Sommaire

 

Certaines tendinites touchent parfois l'extrémité du tendon, au niveau de la jonction du muscle ou de l'os, et sont responsables de douleurs invalidantes.

Faisons le point sur ces affections redoutées par les sportifs ou inhérentes à certaines professions.

Définition de la tendinite d'insertion

Les tendons sont des cordons très résistants, plus ou moins longs, constitués de fibres de collagène, qui permettent d'attacher le muscle à l'os. Ils assurent la transmission des forces générées par les muscles aux os, permettant la mise en mouvement de notre corps. Certains d'entre eux - ceux du poignet, de la main et du pied - sont entourés d'une membrane protectrice, la gaine synoviale.

Lorsqu'un tendon est le siège d'une inflammation, on parle de tendinite. Ce phénomène est destiné à réparer les lésions des fibres qui le composent et traduit la mobilisation du système immunitaire. Mais elle devient parfois excessive et nocive pour cette structure sensible, et peut conduire à sa rupture.

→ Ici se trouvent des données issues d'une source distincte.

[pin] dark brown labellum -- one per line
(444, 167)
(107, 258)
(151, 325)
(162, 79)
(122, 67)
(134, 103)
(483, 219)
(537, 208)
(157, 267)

Elle peut concerner le corps du tendon en lui-même ou ses points d'insertion :

  • du tendon sur le muscle, on parle alors de myotendinite ;
  • du tendon sur l'os, on parle alors de ténopériostite.

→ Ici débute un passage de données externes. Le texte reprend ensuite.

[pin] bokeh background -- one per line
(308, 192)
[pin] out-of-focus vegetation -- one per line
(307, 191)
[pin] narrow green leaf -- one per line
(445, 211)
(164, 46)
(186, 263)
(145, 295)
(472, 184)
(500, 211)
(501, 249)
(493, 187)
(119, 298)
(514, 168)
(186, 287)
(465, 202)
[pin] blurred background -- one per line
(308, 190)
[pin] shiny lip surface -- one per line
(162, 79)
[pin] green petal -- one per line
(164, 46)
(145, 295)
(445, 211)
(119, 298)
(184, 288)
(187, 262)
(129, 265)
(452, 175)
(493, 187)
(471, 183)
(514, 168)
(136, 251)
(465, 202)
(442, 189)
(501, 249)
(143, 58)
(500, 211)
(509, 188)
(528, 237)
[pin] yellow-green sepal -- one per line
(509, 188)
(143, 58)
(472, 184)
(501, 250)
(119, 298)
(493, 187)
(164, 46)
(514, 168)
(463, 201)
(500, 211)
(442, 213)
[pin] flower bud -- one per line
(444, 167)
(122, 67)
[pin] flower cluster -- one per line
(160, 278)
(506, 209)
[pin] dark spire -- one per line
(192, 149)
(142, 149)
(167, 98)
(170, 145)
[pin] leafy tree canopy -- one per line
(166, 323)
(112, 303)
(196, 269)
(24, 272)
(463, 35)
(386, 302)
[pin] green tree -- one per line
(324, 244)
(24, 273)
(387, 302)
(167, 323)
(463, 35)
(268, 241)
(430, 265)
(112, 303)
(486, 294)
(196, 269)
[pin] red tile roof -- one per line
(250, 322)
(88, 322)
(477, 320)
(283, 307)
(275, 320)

Les examens permettant de poser le diagnostic sont l'échographie, couplée à un doppler, et l'IRM, celle-ci étant pratiquée dans les formes chroniques de tendinite (se prolongeant plus de deux mois). Ils permettent de déterminer la région précise affectée, et l'ancienneté de l'atteinte.

Causes

Une tendinite d'insertion est provoquée par une sollicitation trop importante du tendon, qui provoque des micro-traumatismes, observée principalement :

  • Chez les sportifs, où elle est favorisée par des mauvais gestes, des changements d'habitudes d'entraînement, un manque d'hydratation, l'absence d'étirements, le port de chaussure mal adaptées...
  • Chez les professionnels exerçant des gestes répétitifs tout au long de la journée.

Les risques de tendinite augmentent à mesure que l'on vieillit. D'autre part, certains médicaments fragilisent les tendons et sont propices au développement de ce type d'affection, notamment des antibiotiques de la famille des quinolones ou les statines, utilisées pour traiter l'hypercholestérolémie.

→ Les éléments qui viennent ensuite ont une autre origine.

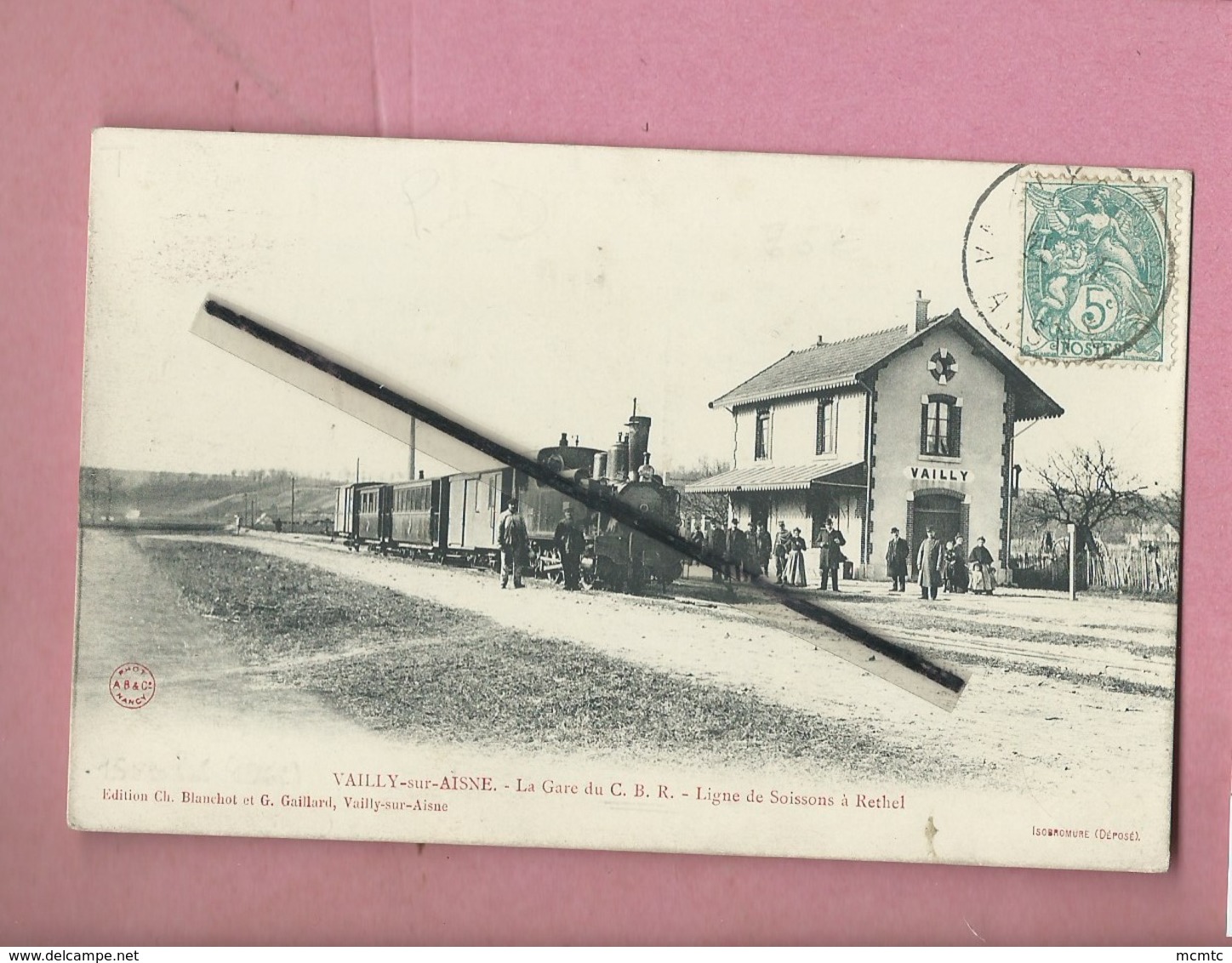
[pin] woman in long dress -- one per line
(796, 561)
(981, 569)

Des problèmes dentaires peuvent également être incriminés dans l'apparition de ce type d'inflammation. C'est souvent le cas lorsque la tendinite affecte différentes régions du corps : les agents infectieux en cause se propagent, à partir de la bouche, jusqu'à ces zones fragiles par l'intermédiaire de la circulation sanguine.

Symptômes

La tendinite d'insertion se manifeste principalement par une douleur. Au début, elle ne survient qu'après une activité physique ayant sollicité la région concernée, puis progressivement elle se manifeste en cours d'effort, pouvant obliger la personne à stopper son activité. Elle peut être localisée au niveau de l'épaule, du genou, du coude, de la cheville... Un gonflement ou une rougeur accompagnent parfois les manifestations douloureuses.

Des tendinites d'insertion fréquentes sont observées au niveau du tendon d'Achille, le plus gros tendon de l'organisme, qui relie le muscle du mollet à l'os du talon, le calcaneum. En cas de myotendinite, les douleurs sont ressenties à la jonction entre le muscle et le tendon, alors qu'en cas de ténopériostite elles se manifestent bien plus bas, sur le talon. Elles touchent fréquemment les coureurs à pied.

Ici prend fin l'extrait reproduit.